Do seu ponto de vista, estamos aqui perante uma formalidade? Não espera que haja debate suplementar, ou um pedido de pronunciamento ao Conselho Nacional de Ética para as Ciências da Vida face à nova proposta de lei?
Não, acho que não. Existe claramente aqui um sinal sobre os pareceres, a auscultação de quem estará envolvido – os terceiros elementos que farão um serviço que o Estado considera legal. Tenho muitas dúvidas de que o debate venha a ser aberto, no sentido de auscultação.
Esperava mais dos políticos na abordagem destas matérias?
Esperava. Posso dizer que fiquei absolutamente chocada pelo facto de a lei ter sido aprovada na altura em que foi aprovada, com os timings. A pessoa olha para a lei e percebe claramente que, no estado em que temos o nosso Serviço Nacional de Saúde não é possível colocar dois médicos – um médico orientador e um médico especialista – mais uma comissão que integra médicos, a tratar de um processo que, teoricamente, tem de ser respondido num prazo muitíssimo curto. A comissão, por exemplo, tem cinco dias para dar o seu parecer.
Sabemos que já em tempos Covid e no pós-Covid vamos viver situações de escassez de recursos para a saúde, de uma forma absolutamente ímpar. O que vai acontecer com estes doentes que, durante muito tempo, não tiveram acesso a cuidados de saúde adequados, será realmente assustador, como sabemos. Ora, estarmos nesta altura a utilizar recursos no sentido de permitir que pessoas que vão sofrer imenso, que vão ter dificuldades, peçam para ser mortas, parece-me de uma falta de gosto absolutamente incrível e inaceitável.
A última questão tem a ver com o facto de se morrer mal em Portugal. Não querendo confundir conceitos, a lei da eutanásia fala da oferta de cuidados paliativos, mas ela está muito longe de corresponder às necessidades do país?
Sim, até poderá haver escolha para certas pessoas, mas para a maioria não vai existir, porque a escassez de recursos também nessa área é muito significativa. As pessoas morrem mal em Portugal, realmente, e isso acontece por falta de apoio relativamente às condições de que padecem, mas essa situação ainda se vai agravar mais.

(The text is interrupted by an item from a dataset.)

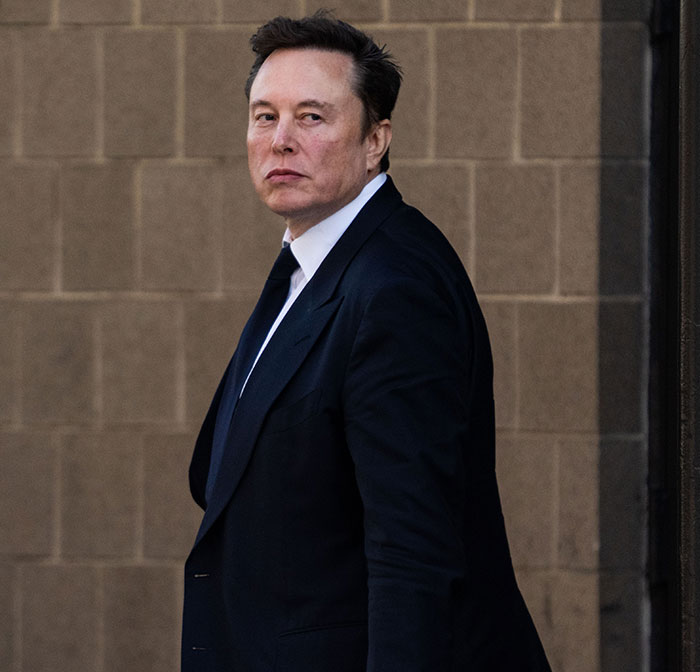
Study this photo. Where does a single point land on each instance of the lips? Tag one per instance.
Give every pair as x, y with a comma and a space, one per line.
282, 173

Se nós já tínhamos um problema de escassez para cuidar daquelas pessoas que se encontravam numa reta final de vida, isso vai tornar-se tão grave que colocará um número muito mais significativo de pessoas em circunstâncias de fim de vida. Basta ver as cirurgias que não foram realizadas, as consultas que não foram feitas. Existe, inclusive, um documento da Ordem dos Médicos que retrata a desgraça dos doentes não-Covid e os números são absolutamente avassaladores. Nós sabemos que o que vem aí, a seguir, é um tsunami de dificuldades imensas para quem cuida e para quem é cuidado.